なので、明日真と二人で挨拶にいく、ということになった。

 先ほどは学校から来た道を、明日真とソラは戻っていく。

「あのー、明日真さん」

「ん?」

 明日真がソラを見た。明日真のほうがソラより十センチは背が高い。だから、隣にいるソラを見下ろすように、明日真はソラを見た。

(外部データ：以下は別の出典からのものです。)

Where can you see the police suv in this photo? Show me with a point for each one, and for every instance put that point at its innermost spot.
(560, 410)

「あ、あの、嬉しいんですけど、なんで明日真さんも一緒に?」

「……別に一人で行きたいなら止めないけど」

「いえ、あのっ、お仕事の邪魔じゃないかと思って。それに先生に挨拶なら、あたし一人でもできるし……と思って」

 ソラの言葉に、明日真が憮然とした顔になった。

「先生じゃないんだよね……。まあ、いいよ、とにかくついてきて」



 明日真がソラを連れてきたのは、意外な場所だった。

 明日真がドアをノックしようとした手を、ソラはとっさにつかんだ。

「な、なに?」

「なにって、明日真さん! ここって」

 ソラは壁を見上げた。部屋の名前のプレートがはってある。

「理事長室じゃないですか! なんでここに!?」

「だーかーらー、顧問をやってもいい人が現れたっていったじゃないか」

「ええーーー??」

 どどどどどういうこと……とソラの脳内がパニックになっている間に、明日真はノックしてしまった。

「文化会本部です。失礼いたします」

 そして、そのドアが開けられたのであった。

 

 理事長。

 そういえば、入学式の時に挨拶してたようなしてなかったような、いやしてたはずだ。

 でも壇上にいたはずのその人物を、ソラはまるっきり覚えていない。あまりちゃんと見てなかった。まあ、大概の生徒がそんなもんだろう。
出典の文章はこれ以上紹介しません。